To optimize data retrieval and enhance performance, cached datasets in Flash can be leveraged to construct Lens logical tables. This strategy minimizes data querying from the source by storing frequently accessed or queried Lenses in Flash, which avoids repeated source access and scanning of large datasets. As a result, queries can be processed faster, delivering responses in seconds.

When to cache logical tables in Flash?

Consider the following criteria to determine if the logical tables of a Lens should be cached in Flash:

  • Complexity of the SQL View: Caching is beneficial for SQL operations involving complex aggregate functions, multiple joins, and subqueries, which may result in resource-intensive queries.
  • Data Volume: Lens models that handle large datasets from the source can benefit significantly from caching, as it expedites query processing.
  • Source Optimization: If the source system experiences prolonged query execution times or frequent timeouts, caching in Flash can improve overall performance.
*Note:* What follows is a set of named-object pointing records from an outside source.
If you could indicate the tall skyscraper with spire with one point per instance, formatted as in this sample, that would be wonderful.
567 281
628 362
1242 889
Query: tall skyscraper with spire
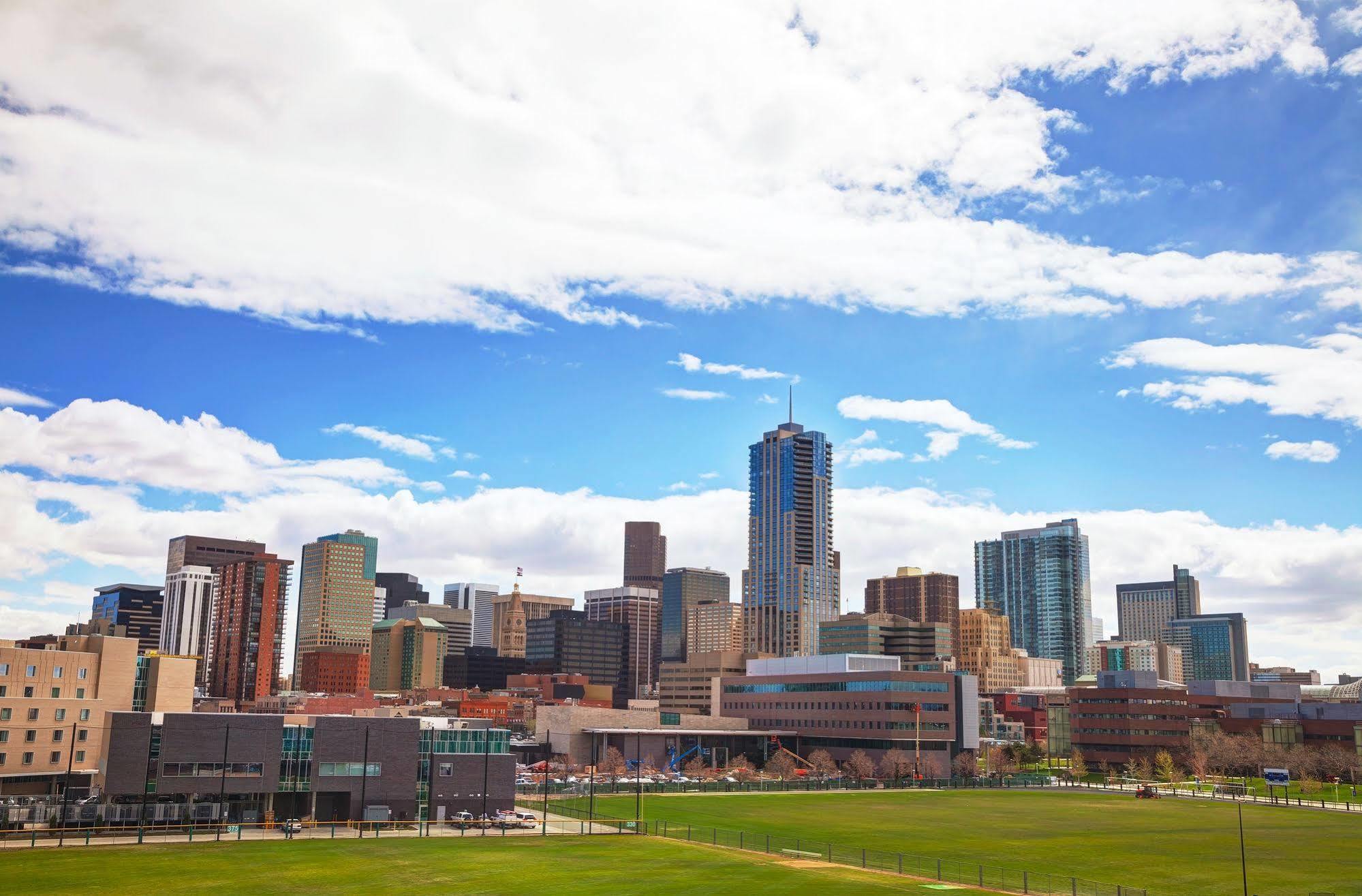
793 579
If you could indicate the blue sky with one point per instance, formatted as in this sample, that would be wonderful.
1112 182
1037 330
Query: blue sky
523 282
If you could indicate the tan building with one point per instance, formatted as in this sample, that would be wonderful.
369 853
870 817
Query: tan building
406 654
55 700
537 606
510 632
714 625
694 685
987 651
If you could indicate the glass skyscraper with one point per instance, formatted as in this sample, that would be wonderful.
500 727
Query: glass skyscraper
793 576
1038 578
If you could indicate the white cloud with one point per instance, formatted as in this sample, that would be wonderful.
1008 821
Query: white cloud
695 395
117 442
1315 451
857 457
948 420
1322 379
14 398
691 364
602 184
391 442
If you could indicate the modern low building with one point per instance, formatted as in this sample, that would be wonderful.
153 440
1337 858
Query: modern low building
210 767
886 634
843 703
135 608
53 706
692 687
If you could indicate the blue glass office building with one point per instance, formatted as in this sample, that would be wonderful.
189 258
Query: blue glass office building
793 576
1040 579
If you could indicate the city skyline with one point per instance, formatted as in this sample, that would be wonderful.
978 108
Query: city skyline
1097 277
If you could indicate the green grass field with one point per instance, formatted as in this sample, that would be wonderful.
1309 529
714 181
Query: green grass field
512 867
1168 846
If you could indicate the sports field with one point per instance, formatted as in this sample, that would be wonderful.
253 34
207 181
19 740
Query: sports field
1168 846
529 867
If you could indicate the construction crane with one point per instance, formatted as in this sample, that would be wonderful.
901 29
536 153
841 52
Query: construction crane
779 748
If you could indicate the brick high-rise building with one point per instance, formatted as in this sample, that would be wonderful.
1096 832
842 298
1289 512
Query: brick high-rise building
645 556
335 608
933 597
248 628
985 651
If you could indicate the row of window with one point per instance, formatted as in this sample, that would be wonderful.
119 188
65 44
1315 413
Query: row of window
57 672
347 770
30 736
34 714
211 770
53 759
29 691
826 687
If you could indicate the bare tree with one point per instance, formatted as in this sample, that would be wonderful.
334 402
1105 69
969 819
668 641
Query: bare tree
895 764
781 766
823 763
860 766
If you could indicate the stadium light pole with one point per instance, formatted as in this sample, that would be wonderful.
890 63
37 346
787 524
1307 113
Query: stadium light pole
1244 863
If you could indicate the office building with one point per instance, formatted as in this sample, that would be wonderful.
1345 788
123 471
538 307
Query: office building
335 609
645 556
714 625
793 579
694 685
636 609
187 617
135 608
842 703
406 654
458 624
1216 646
53 706
1162 660
511 625
248 628
536 606
683 589
888 635
399 587
481 668
1284 673
933 597
322 767
985 651
476 597
1038 578
570 642
1145 609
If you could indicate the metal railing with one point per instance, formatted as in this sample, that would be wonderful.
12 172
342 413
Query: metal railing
947 871
214 833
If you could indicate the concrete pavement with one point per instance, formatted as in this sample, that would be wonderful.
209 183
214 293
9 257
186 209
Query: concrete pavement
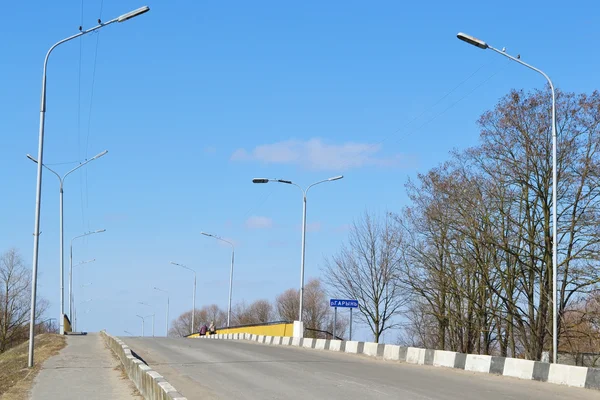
84 369
218 369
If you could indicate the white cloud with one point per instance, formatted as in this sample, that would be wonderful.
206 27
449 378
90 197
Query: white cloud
316 155
257 222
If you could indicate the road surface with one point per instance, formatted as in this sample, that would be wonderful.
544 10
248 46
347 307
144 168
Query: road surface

Steps to use Flash datasets in Lens

1. Define Flash as the data source

Configure the Flash service as the data source in the Lens deployment manifest file. Below is an example configuration:

source:
  type: flash  # Specifies the data source type as Flash
  name: flash-test  # Name of the Flash service
  catalog: icebase

2. Add environment variables

To enable Lens to interact with the Flash service, specify the following environment variables in the Worker, API, and Router sections of the Lens deployment manifest:

envs:
  LENS2_SOURCE_WORKSPACE_NAME: public
  LENS2_SOURCE_FLASH_PORT: 5433

3. Sample Lens deployment manifest

Below is a sample Lens deployment manifest that uses Flash as the data source for further clarity:

version: v1alpha
name: "lens-test01"
layer: user
type: lens
tags:
  - lens
description: A sample Lens containing entities, views, and measures for testing
lens:
  compute: runnable-default
  secrets:
    - name: gitsecret-r
      allKeys: true
  source:
    type: flash  # Specifies Flash as the data source
    name: flash-test01  # Name of the Flash service
  repo:
    url: https://github.com/iamgroot/lens-flash
    lensBaseDir: lens-flash/flash/model  # Directory where Lens models are stored
    syncFlags:
      - --ref=main
  api:
    replicas: 1
    logLevel: debug
    envs:
      LENS2_SCHEDULED_REFRESH_TIMEZONES: "UTC,America/Vancouver,America/Toronto"
      LENS2_SOURCE_WORKSPACE_NAME: public
      LENS2_SOURCE_FLASH_PORT: 5433
    resources:
      requests:
        cpu: 100m
        memory: 256Mi
      limits:
        cpu: 2000m
        memory: 2048Mi

  worker:
    replicas: 1
    logLevel: debug
    envs:
      LENS2_SCHEDULED_REFRESH_TIMEZONES: "UTC,America/Vancouver,America/Toronto"
      LENS2_SOURCE_WORKSPACE_NAME: public
      LENS2_SOURCE_FLASH_PORT: 5433
    resources:
      requests:
        cpu: 100m
        memory: 256Mi
      limits:
        cpu: 6000m
        memory: 6048Mi

  router:
    logLevel: info
    envs:
      LENS2_SCHEDULED_REFRESH_TIMEZONES: "UTC,America/Vancouver,America/Toronto"
      LENS2_SOURCE_WORKSPACE_NAME: public
      LENS2_SOURCE_FLASH_PORT: 5433
    resources:
      requests:
        cpu: 100m
        memory: 256Mi
      limits:
        cpu: 6000m
        memory: 6048Mi

  iris:
    logLevel: info  
    envs:
      LENS2_SCHEDULED_REFRESH_TIMEZONES: "UTC,America/Vancouver,America/Toronto"
      LENS2_SOURCE_WORKSPACE_NAME: public
      LENS2_SOURCE_FLASH_PORT: 5433
    resources:
      requests:
        cpu: 100m
        memory: 256Mi
      limits:
        cpu: 6000m
        memory: 6048Mi

3. Create and deploy the Lens model

Once the manifest file is ready and Flash is configured as the data source, proceed to create and deploy the Lens model according to your deployment procedures.

This approach ensures optimal performance by leveraging cached datasets, minimizing data retrieval times, and improving query efficiency.